The following blog post is a joint venture between Fredrik SCHALLING and Hampus PETTERSSON. For more information about the authors, please see our Authors section.
Customer experience has since long been measured through actively reaching out in customer surveys through phone calls or questionnaires to get the current satisfaction of customers. Now good businesses can get acknowledged without spending a penny on marketing through the word of mouth on steroids – The social media. The emergence of social media has enabled customers, both happy and furious to express their opinion for the world to see, and this is something we do. We share opinions like never before! This is a radical change to the rules of competition since with only a few clicks on the phone we now have access to a huge opinion database.
So the question arises, how do a company stay afloat and use this gold mine of voluntarily given and free of access feedback? Through Opinion mining, to scan social media and aggregating information related to a certain topic. The first essential part of opinion mining is to acquire data, often through surveying available APIs of social media services or manually through web scraping. The second step in the process is to analyze the acquired data, to extract a comparable measure from the massive amount of information gathered, often text.

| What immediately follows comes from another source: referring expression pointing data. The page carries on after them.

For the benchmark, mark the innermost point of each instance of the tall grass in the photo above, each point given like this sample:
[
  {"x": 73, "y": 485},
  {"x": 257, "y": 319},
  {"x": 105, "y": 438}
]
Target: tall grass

The field of how a computer process and analyze natural language is commonly referred to as Natural Language Processing (NLP), a subfield of linguistics and artificial intelligence. Traditionally computers require humans to communicate with them in a precise and highly structured manner in for example a programming language. A programming language is just that, a common set of rules to make communication between computers and humans easy for the computer to understand (and most often challenging for the human…). NLP applications aim to flip the coin and make natural language processable for machines. To interpret human speech, however, is a real challenge since the meaning often is ambiguous and dependent on several complex parameters as social context, slang and what a receiver supposedly already knows about the speaker. Not convinced? Try saying the following sentence with emphasis on a different word every time. “I never said she stole my money.”

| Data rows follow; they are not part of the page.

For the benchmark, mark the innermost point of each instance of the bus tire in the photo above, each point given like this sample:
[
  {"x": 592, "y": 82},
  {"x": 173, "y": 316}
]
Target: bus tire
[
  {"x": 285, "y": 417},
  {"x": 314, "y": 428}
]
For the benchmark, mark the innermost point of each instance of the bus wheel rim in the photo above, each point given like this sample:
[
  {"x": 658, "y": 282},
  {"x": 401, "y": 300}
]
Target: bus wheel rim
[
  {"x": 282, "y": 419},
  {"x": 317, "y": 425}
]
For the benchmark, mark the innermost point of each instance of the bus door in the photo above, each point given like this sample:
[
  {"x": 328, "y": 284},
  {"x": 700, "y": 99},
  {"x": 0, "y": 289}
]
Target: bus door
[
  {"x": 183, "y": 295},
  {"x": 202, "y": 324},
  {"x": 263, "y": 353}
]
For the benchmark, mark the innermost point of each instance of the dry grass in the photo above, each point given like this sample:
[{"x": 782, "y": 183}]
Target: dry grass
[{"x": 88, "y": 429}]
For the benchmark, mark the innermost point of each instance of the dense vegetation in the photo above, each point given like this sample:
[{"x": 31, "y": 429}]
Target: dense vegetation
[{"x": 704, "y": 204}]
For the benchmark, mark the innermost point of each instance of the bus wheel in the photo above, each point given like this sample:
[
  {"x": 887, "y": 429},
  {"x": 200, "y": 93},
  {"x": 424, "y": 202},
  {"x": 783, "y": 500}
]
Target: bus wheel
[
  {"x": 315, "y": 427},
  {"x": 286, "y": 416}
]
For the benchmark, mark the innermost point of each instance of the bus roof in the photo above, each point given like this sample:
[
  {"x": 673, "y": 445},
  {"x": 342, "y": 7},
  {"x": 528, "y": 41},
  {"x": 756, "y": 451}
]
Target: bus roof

Let’s attack the matter from a different point of view. Computers are really good at processing simple and structured data. The idea is if we can create a simple and structured representation of natural language we can make use of computers’ speed to analyze large amounts of information very efficiently. Early methods included rule-based representations created by hand whereas current methods are statistical. Statistical methods work by giving a computer a large set of typical real-world examples of language possibly including annotations of meaning and then letting the computer find the patterns itself. This is what is called Machine Learning when a computer is given data to find patterns in, in comparison to traditional programing where a computer is given the rules.
What we got is an approach that enables computers to analyze large amounts of information stored in natural language, that’s text. We now have the two parts: a large amount of information in text (social media) and an approach to make computers understand it (NLP). Connecting back to opinion mining, one of the many use cases for NLP, to check the polarity of the current voice of customer/user. We will now continue with the creation of an algorithm that can check for polarity in tweets. To train the model (find patterns in text) we use an annotated dataset where people have said whether the respective tweet is positive, negative or neutral.

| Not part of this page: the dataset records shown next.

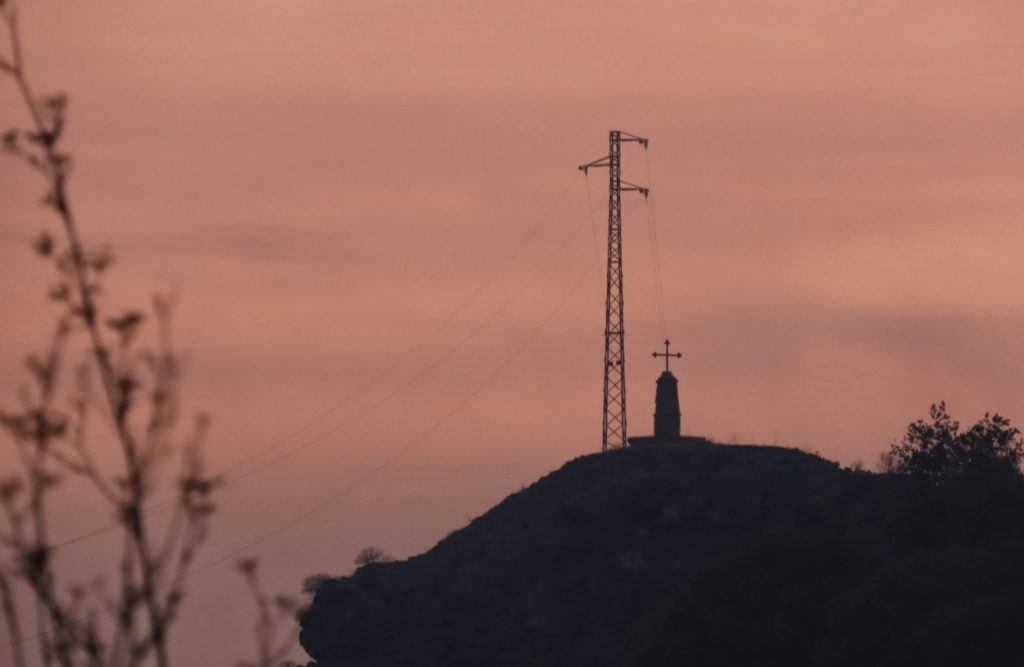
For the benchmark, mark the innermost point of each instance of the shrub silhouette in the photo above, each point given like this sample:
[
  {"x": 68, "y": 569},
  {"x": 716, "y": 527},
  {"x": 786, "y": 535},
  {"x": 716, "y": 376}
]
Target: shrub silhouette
[{"x": 939, "y": 450}]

The dataset used in this experiment consists of 14,000 tweets that mention at least one of the US Airlines: United Airlines, US Airways, American Airlines, Southwest Airlines, Delta Air Lines or Virgin America. The data was scrapped from Twitter during 2015 and contributors were asked to label the tweets as positive, neutral or negative. The data was made open for public through Kaggle, (https://www.kaggle.com/crowdflower/twitter-airline-sentiment). We read the dataset using the Python package Pandas show some example of entries.
import pandas as pd tweets_raw = pd.read_csv('data/Tweets.csv') tweets_raw.head()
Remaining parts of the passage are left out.